To my surprise, the audience did not protest against this change of subject. I stood up, as slowly as I could, and turned my eyes on him.
“You were on the right track,” he said, “when you compared the Calinshchina to the Holocaust, and to the Terror-Famine. Your error lay in asking what the difference was between these two events. There are many differences, but none is essential. You should have asked, not about the difference in events, but about the difference in ourselves.”
“And what’s that?” I asked, still standing.
“Why, that the Holocaust and Terror-Famine both occurred long before telepresence.”
“The invention of telepresence is an event, isn’t it? I thought this was a difference in us.”
“What is a medium like telepresence but the extension—no, the definition—of ourselves? Are we, who live things at a distance, the same species as our ancestors, who could hear of events in the next town only by going there? If you met a person from that time, would you have any more in common with him than with a whale, or with a chimpanzee? You have traveled to meet me with better than seven-league boots; and I have done more math this morning than Pythagoras, and Euclid, and all Ancient Greece and Rome. Surely, if we are human, they were animals; and we are a race of gods, if they were men.”
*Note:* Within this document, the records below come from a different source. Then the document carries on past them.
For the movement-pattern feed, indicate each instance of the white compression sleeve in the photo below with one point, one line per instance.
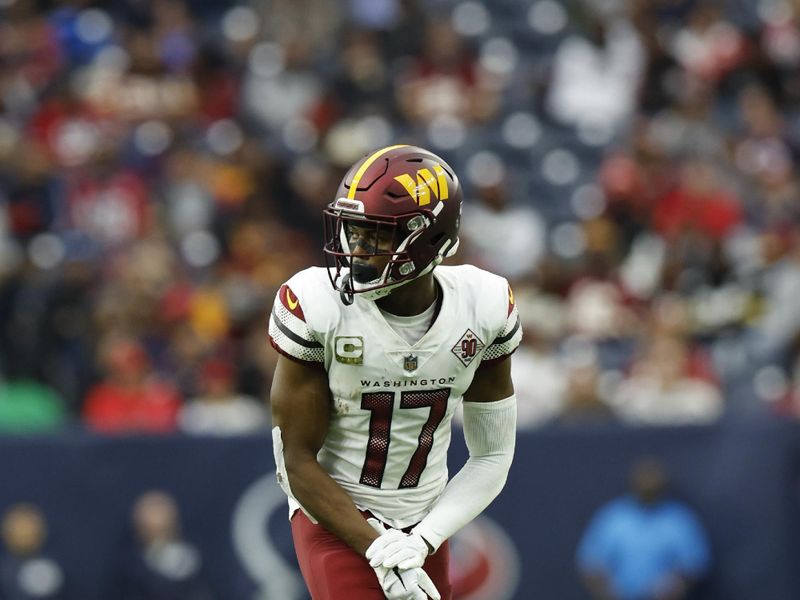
(490, 433)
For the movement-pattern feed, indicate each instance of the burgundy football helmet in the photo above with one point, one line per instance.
(404, 196)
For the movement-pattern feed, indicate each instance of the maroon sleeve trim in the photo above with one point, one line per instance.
(309, 363)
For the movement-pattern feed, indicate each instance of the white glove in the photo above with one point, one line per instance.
(406, 584)
(397, 549)
(401, 583)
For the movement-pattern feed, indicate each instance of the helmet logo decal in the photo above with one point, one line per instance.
(351, 193)
(425, 184)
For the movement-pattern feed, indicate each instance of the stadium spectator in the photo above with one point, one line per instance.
(662, 388)
(131, 399)
(219, 410)
(26, 572)
(183, 145)
(645, 544)
(160, 564)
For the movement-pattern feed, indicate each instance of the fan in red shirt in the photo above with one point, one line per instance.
(131, 399)
(699, 203)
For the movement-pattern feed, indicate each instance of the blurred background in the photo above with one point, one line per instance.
(629, 165)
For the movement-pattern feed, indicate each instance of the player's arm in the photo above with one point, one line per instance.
(490, 417)
(300, 400)
(490, 411)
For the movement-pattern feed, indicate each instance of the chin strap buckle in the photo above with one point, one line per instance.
(346, 291)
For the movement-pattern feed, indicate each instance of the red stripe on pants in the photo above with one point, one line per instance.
(334, 571)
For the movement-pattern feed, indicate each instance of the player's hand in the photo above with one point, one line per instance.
(406, 584)
(397, 549)
(401, 583)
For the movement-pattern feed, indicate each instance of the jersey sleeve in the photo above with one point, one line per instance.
(509, 336)
(290, 334)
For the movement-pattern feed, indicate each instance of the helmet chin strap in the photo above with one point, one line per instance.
(349, 286)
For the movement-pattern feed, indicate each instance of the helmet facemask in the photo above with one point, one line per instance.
(354, 240)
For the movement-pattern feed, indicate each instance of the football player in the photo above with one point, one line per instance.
(377, 352)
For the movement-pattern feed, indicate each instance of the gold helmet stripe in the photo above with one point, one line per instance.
(351, 193)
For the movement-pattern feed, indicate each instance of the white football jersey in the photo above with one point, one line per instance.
(392, 402)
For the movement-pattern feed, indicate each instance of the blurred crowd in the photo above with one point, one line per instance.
(629, 165)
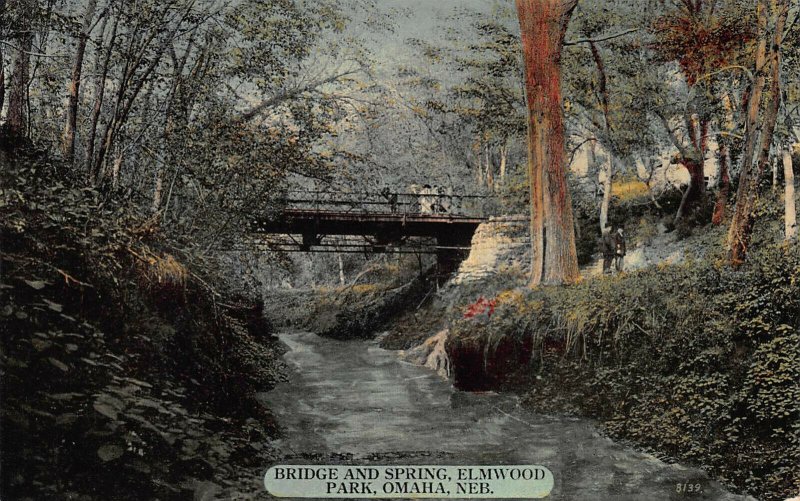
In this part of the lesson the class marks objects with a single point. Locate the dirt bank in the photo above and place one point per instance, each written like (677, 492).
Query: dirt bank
(125, 375)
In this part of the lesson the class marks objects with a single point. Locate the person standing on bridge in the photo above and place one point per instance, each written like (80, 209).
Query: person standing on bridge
(390, 197)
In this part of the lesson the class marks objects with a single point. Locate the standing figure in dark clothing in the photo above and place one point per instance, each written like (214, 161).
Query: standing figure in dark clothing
(619, 248)
(607, 248)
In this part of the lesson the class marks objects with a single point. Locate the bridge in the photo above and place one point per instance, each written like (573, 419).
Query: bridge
(427, 223)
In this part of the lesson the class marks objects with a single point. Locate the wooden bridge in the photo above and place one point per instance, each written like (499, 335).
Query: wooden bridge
(428, 223)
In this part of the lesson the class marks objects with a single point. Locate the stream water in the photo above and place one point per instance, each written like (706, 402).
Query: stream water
(355, 402)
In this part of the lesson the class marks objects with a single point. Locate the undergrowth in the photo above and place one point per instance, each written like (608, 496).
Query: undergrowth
(696, 361)
(124, 374)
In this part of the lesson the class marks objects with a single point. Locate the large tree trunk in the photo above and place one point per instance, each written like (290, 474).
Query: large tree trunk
(724, 186)
(543, 24)
(74, 87)
(18, 97)
(790, 218)
(747, 194)
(99, 95)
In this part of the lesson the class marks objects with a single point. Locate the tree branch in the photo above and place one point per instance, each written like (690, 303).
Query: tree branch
(601, 39)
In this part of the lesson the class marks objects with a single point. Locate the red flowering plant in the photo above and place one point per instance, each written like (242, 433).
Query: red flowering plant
(480, 307)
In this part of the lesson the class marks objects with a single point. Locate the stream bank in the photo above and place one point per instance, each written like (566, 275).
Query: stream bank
(124, 374)
(352, 402)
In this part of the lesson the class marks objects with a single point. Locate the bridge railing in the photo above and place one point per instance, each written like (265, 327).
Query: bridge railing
(388, 202)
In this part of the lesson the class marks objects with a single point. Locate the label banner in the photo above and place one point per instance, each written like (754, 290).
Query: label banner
(415, 481)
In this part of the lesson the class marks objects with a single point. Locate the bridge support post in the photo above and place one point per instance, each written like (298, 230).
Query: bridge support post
(449, 254)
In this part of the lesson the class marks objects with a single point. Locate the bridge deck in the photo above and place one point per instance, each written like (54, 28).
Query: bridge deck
(384, 225)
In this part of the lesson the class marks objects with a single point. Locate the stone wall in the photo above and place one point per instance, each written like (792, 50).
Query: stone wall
(500, 245)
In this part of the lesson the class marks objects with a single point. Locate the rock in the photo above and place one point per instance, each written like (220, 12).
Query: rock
(501, 242)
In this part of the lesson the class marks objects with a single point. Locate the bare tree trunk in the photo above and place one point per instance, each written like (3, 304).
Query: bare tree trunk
(790, 218)
(479, 162)
(607, 187)
(74, 87)
(747, 194)
(697, 187)
(158, 191)
(724, 186)
(543, 24)
(2, 81)
(18, 97)
(115, 170)
(489, 169)
(609, 167)
(775, 174)
(503, 160)
(99, 94)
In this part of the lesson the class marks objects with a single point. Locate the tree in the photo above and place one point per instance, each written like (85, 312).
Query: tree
(73, 89)
(22, 13)
(771, 19)
(703, 38)
(543, 25)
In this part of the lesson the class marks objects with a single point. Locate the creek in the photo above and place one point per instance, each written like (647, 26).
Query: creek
(353, 402)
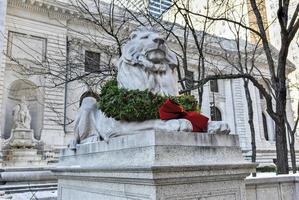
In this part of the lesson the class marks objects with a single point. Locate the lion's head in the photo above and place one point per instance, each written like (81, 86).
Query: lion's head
(147, 63)
(148, 49)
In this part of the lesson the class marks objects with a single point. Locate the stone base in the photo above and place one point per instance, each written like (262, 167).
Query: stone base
(23, 157)
(21, 138)
(155, 165)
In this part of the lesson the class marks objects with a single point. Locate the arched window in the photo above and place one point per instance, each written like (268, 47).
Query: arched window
(265, 126)
(214, 86)
(215, 114)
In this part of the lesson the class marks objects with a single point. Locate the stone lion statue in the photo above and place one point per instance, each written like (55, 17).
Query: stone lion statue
(146, 63)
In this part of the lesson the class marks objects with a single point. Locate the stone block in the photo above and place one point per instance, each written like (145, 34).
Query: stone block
(155, 165)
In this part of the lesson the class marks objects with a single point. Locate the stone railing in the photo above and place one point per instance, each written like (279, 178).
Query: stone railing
(270, 186)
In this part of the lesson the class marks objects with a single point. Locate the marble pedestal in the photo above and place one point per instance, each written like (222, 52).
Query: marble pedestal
(155, 165)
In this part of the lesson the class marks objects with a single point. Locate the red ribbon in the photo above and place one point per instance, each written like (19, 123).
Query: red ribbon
(172, 110)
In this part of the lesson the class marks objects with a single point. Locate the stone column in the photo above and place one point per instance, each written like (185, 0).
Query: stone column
(155, 165)
(3, 5)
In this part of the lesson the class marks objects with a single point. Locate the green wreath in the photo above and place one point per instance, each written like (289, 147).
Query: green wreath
(136, 105)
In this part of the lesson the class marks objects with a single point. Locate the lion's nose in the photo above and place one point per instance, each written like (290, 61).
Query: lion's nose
(159, 40)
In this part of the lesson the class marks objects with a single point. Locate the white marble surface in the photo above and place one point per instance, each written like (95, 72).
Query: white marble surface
(155, 165)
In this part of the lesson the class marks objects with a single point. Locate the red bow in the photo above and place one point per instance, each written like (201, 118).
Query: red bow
(172, 110)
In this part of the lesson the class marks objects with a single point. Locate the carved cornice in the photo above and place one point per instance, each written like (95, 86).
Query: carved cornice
(57, 9)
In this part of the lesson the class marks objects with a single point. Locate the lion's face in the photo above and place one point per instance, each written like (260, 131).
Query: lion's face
(147, 64)
(148, 49)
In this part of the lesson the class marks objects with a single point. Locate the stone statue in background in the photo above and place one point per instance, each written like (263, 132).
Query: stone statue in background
(146, 64)
(21, 115)
(22, 136)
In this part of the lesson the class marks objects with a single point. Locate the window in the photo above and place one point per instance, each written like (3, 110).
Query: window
(92, 62)
(23, 47)
(265, 126)
(157, 7)
(214, 86)
(215, 114)
(261, 95)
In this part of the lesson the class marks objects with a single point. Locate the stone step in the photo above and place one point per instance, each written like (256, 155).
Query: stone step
(19, 152)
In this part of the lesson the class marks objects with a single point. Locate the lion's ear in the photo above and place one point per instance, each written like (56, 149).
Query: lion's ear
(171, 59)
(129, 54)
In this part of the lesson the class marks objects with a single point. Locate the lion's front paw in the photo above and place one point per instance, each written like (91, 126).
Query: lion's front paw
(218, 127)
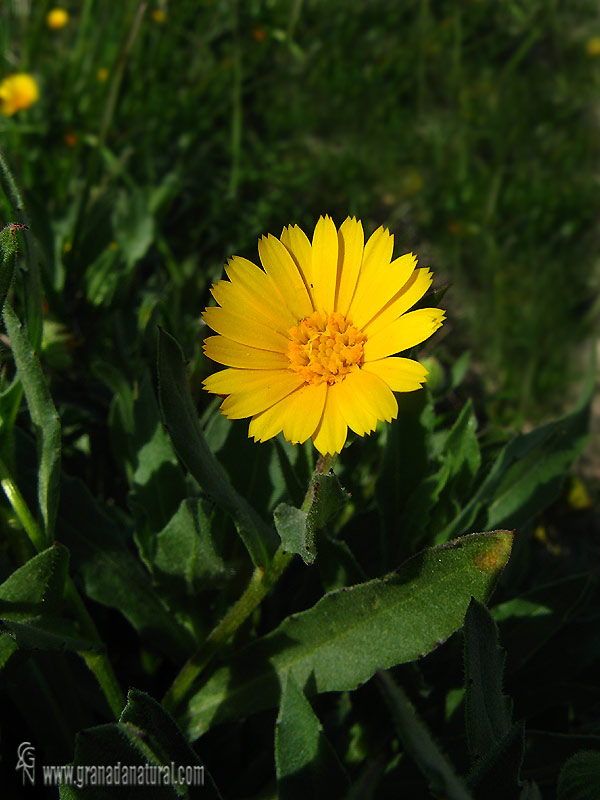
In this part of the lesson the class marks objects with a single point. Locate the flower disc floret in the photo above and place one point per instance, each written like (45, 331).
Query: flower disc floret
(325, 348)
(309, 340)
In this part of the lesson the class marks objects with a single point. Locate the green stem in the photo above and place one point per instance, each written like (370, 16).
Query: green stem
(21, 509)
(261, 583)
(96, 660)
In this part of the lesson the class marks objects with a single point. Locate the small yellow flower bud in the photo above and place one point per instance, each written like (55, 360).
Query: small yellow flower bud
(57, 18)
(18, 92)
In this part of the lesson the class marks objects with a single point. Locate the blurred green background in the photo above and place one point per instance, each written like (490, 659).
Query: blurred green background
(169, 136)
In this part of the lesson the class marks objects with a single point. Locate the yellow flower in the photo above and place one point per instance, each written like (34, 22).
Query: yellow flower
(57, 18)
(310, 340)
(17, 92)
(592, 46)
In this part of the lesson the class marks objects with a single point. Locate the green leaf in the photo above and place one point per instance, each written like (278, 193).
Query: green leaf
(31, 599)
(420, 745)
(185, 548)
(111, 575)
(400, 476)
(496, 775)
(546, 751)
(8, 646)
(306, 763)
(158, 482)
(341, 641)
(529, 621)
(487, 710)
(298, 527)
(133, 224)
(48, 633)
(43, 415)
(37, 587)
(146, 740)
(579, 778)
(528, 473)
(183, 427)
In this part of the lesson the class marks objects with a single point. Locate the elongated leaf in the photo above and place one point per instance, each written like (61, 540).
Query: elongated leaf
(37, 587)
(8, 646)
(136, 754)
(43, 415)
(496, 775)
(111, 574)
(185, 550)
(182, 423)
(48, 633)
(306, 763)
(528, 473)
(31, 600)
(340, 642)
(487, 710)
(418, 742)
(158, 480)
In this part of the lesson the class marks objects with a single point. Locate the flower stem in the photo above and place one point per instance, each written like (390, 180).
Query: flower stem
(21, 509)
(261, 583)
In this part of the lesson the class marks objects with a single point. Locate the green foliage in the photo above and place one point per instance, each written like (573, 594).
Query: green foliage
(306, 762)
(441, 777)
(146, 542)
(379, 624)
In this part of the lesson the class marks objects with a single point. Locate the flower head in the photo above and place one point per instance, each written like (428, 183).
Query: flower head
(17, 92)
(310, 339)
(57, 18)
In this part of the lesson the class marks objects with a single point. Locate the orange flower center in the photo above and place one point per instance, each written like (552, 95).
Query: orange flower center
(325, 347)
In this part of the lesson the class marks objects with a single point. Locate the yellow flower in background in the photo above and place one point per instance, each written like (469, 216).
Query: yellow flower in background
(17, 92)
(57, 18)
(310, 339)
(592, 46)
“Yes,” I said, and I sat down in the chair he had provided for me, putting my back, once again, to the whale. “I’ve felt that, too. That it changes what we are.”
“Indeed it does, Maya Tatyanichna. It changes the central fact of the human condition: that each of us lives behind one set of eyes, and not another; that our own pain is an agony, and another’s pain only an abstraction we believe in by an act of faith. It makes impossible all the sins of locality, all the errors that arise from being prisoned in one body and no other—as racism, sexism, classism, and of course and especially nationalism.”
“The Africans seem to manage,” I said.
“Come now, Andreyeva, don’t be so historically naive. The Africans are not, and never were, one people. They are fifty nations and a thousand tribes, and it is telepresence that has stitched them into one. His-Majesty-In-Chains has built a wall around his country, yes, but not to keep people out. It is to keep himself in. The Wall of Souls at Suez is the sword in Tristan’s bed: His-Majesty wants desperately to reach across, for he so loves the world that he would not part with a village of it. But he knows he would destroy the thing he touched. He remembers Egypt, and he knows.”
“And he turns away white immigrants because they don’t match the divan.”
“He does not tell us what his plans for us are,” Voskresenye said. “But I assure you that he does not turn us away out of callousness. His-Majesty cannot not empathize, but often, even so, he cannot help. Why do you think he names himself His-Majesty-in-Chains? Fools and children think it is because he is wired to the world’s pain, but that is a lash, not a shackle. The chains are what he locks around himself to keep him from doing more to ease that pain—knowing it would only be worse in the end if he did. But he is patient. The chains give him no choice but to be patient. And he knows that, in the fullness of time, superior technology will tell.”